Although C.B. never owned a cowboy hat or boots, he could tell which heifer was going to deliver her first calf and which older cow might need his expert help that night.
He loved and was devoted to his wife of 55 years, Alyce, his six children, his various cow dogs, pushing dirt or snow with his TD-14 Dozer, Great Falls Select, Early Times, a big thick T-Bone steak, corn on the cob, hot water at Potosi, the Glenn Miller band, and Lawrence Welk, just about in that order.
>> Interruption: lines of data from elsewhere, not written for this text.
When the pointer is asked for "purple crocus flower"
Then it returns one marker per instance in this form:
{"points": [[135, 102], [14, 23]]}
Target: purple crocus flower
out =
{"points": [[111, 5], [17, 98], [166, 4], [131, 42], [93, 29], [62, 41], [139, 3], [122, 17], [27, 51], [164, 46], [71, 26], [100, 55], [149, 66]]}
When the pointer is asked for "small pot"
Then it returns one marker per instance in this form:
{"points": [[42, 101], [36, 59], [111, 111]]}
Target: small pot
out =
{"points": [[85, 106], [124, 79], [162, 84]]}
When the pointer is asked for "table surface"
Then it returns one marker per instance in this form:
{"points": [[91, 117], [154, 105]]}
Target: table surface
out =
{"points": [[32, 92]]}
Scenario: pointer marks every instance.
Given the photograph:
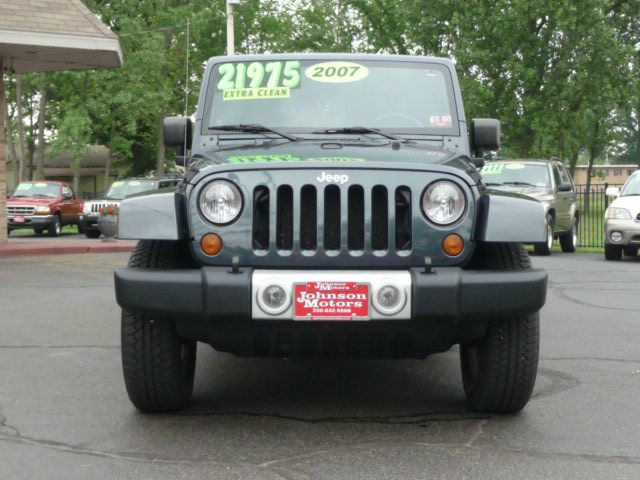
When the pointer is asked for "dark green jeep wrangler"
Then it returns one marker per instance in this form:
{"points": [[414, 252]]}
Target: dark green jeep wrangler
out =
{"points": [[331, 206]]}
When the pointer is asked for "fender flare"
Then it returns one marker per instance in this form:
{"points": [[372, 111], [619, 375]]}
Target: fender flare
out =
{"points": [[511, 217]]}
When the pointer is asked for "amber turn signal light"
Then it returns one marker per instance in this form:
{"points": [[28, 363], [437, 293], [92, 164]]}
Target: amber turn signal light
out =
{"points": [[453, 245], [211, 244]]}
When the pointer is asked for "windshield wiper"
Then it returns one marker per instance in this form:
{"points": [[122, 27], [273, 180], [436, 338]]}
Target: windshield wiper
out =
{"points": [[362, 130], [526, 184], [254, 128]]}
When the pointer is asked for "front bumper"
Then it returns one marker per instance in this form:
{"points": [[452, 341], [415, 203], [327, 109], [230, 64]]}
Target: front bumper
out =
{"points": [[213, 295], [630, 230], [89, 222], [32, 221]]}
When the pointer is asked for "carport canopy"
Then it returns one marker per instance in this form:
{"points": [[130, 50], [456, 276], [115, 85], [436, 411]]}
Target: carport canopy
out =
{"points": [[44, 36]]}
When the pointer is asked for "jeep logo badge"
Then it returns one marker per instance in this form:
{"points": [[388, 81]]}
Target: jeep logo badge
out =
{"points": [[328, 178]]}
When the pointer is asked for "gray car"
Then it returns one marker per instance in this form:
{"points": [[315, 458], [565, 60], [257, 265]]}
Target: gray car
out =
{"points": [[548, 182]]}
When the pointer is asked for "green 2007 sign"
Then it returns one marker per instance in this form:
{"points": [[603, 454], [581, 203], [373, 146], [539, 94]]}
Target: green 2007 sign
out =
{"points": [[254, 75]]}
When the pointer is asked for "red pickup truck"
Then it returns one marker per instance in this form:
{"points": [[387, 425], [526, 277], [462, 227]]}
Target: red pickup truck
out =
{"points": [[43, 205]]}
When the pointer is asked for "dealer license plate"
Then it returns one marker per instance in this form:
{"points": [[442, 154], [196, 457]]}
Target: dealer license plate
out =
{"points": [[331, 301]]}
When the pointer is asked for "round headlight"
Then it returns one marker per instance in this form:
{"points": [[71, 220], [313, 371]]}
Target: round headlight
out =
{"points": [[443, 202], [220, 202]]}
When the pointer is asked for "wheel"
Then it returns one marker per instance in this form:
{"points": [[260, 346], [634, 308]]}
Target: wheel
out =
{"points": [[544, 248], [56, 226], [499, 370], [569, 241], [158, 365], [612, 252]]}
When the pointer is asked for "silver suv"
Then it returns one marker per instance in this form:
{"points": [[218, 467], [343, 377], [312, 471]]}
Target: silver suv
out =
{"points": [[548, 182]]}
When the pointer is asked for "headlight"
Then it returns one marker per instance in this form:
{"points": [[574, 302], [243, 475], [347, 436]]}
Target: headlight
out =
{"points": [[220, 202], [614, 213], [443, 202], [42, 211]]}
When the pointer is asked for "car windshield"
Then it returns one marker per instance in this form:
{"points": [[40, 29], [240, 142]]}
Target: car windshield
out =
{"points": [[516, 174], [36, 190], [126, 188], [632, 187], [305, 96]]}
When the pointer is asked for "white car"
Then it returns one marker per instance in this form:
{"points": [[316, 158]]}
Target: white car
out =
{"points": [[622, 220]]}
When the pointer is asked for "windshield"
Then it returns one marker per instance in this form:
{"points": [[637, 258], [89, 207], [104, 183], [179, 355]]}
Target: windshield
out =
{"points": [[125, 188], [632, 187], [310, 95], [517, 174], [36, 190]]}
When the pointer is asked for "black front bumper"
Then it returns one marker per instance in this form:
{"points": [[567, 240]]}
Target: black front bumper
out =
{"points": [[216, 294]]}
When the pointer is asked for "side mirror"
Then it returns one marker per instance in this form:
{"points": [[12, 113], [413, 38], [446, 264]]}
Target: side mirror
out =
{"points": [[485, 134], [178, 133], [612, 192]]}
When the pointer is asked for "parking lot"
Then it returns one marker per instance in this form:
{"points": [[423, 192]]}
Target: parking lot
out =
{"points": [[64, 412]]}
He disliked pretentious people, overcooked steak, most modern day presidents (except Harry Truman whose motto "The Buck Stops Here" was a tenet of family lessons learned early and repeated often) pepper shakers with little holes, and anyone who talked during the weather or farm reports heard on the small radio strategically located next to the family dinner table.
He was chairman of the school board for nearly as many years as his children attended Harrison school and that was a long time. C.B. was a life-long member of the Montana Stockgrowers, President of the Cataract Water Users Association and a member of the Benevolent Protective Order of the Elks. He belonged to St. Theresa's Parish of Whitehall where he and Alyce filled the church pews with their children every Sunday.
C.B. was proud of the fact that he was a rancher and the accomplishments of each his children, grandchildren and many nieces and nephews. His final return to Pony has long been anticipated by him and all of his family who wondered often how such a hard working, fine and decent man could be trapped for so long by such a random and debilitating disease.
He is preceded in death by his wife, Alyce; his mother and father, E.M. and Rachel; brothers, Dr. J.M., Dr. C.P., B.T., E.J.; sister, Mary; and son-in-law, Monte Ballou. He is survived by all of his children, Margo of Helena, Dr. Paul of Idaho Falls, Dr. Dan (Theresa) of Miles City, Larry (Joan) of Pony, Will (Susan) of Bozeman, Shawn of Pony and his many grandchildren and nieces and nephews.
A Rosary will be conducted at 7 p.m. Friday, Dec. 7, 2012 at St. Teresa of Avila Catholic Church in Whitehall, Mont. The Mass of Christian Burial will be at 11 a.m. Saturday, Dec. 8 at the Church with burial to follow at the Valley View Cemetery in Pony, Mont. Full military honors will be provided by The VFW Post of Pony #3831. A reception will follow at the Pony Hollowtop Senior Center/ Masonic Building.
Memorial donations can be made in C.B.'s name to the Pony Park he made possible by clearing the land with his TD-14 Dozer. Please send such donations to: Pony Park Memorial c/o Pony Homecoming Committee Pony, MT 59747 or to a
Services are under the direction of K&L Mortuaries of Whitehall/Harrison and Brooke Funeral Service of Pony.